Jacobs may have lacked the star power of Gates or even Ballmer, and the blogosphere was buzzing with Microsoft’s absence from CES. But the Qualcomm CEO offered a star-studded keynote, with Ballmer making a brief appearance to plug Microsoft’s new Windows RT and Windows 8 Phone product lines. Jacobs also called up Hollywood director Guillermo del Toro, of Hellboy, Pan’s Labyrinth and other films, who showed a clip of upcoming feature Pacific Rim, presented using a Snapdragon chip.
"Global mobile revenues are estimated to reach $1.5 trillion and that was last year, it will even be more this year, and that is about 2 percent of total GDP in the world,” said CEA President Gary Shapiro, who introduced Jacobs. “The momentum is absolutely incredible."

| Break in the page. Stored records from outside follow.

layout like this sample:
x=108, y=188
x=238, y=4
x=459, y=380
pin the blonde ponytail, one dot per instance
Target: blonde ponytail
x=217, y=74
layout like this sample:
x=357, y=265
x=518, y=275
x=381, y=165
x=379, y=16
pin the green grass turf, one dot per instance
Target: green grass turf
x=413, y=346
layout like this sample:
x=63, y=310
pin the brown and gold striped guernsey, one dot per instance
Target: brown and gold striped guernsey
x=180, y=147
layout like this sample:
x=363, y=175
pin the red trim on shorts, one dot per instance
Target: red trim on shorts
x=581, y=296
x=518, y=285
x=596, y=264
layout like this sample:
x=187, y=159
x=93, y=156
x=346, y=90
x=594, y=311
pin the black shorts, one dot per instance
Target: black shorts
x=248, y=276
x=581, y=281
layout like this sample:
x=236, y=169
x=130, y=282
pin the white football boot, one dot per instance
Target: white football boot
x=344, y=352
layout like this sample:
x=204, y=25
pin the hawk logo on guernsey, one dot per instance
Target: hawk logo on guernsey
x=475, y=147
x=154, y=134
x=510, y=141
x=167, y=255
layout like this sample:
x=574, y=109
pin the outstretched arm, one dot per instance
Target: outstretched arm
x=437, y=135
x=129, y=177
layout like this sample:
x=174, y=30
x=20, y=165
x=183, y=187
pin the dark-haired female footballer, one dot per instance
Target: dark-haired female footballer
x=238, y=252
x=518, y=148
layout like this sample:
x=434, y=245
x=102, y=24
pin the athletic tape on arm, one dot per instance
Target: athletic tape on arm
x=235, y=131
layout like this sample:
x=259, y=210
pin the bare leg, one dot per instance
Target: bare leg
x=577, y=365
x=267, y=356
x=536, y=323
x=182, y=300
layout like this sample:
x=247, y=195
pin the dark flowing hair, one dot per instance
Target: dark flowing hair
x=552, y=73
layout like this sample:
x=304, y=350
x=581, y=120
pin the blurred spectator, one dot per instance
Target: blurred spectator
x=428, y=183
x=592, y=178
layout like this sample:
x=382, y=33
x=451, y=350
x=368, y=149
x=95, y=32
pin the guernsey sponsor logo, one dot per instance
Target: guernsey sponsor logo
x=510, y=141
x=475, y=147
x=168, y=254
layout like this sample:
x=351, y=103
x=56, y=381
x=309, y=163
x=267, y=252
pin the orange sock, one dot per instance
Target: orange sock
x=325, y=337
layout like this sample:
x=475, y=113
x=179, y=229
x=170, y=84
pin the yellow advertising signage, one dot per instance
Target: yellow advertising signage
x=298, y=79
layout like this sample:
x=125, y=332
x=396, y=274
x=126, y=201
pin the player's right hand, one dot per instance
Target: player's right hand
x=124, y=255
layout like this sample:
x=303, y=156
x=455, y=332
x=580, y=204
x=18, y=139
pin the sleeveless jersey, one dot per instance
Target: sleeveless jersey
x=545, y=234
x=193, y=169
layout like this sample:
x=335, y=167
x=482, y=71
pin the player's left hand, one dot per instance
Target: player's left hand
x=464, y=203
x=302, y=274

Meanwhile, at a session Monday, Mobile Future offered wireless highlights of 2012. Among them, at the Summer Olympics in London, Londoners “were asked to limit their tweets to urgent events lest wireless traffic crash the network,” and, at 31 million tweets, the presidential election was the most tweeted event in history. “Apple performed more like a country than a company,” the group said. “IPhone 5 sales could singlehandedly move the entire $15 trillion U.S. economy by up to half a percent. Apple sold more mobile devices in 2012 than they've sold computers, ever.”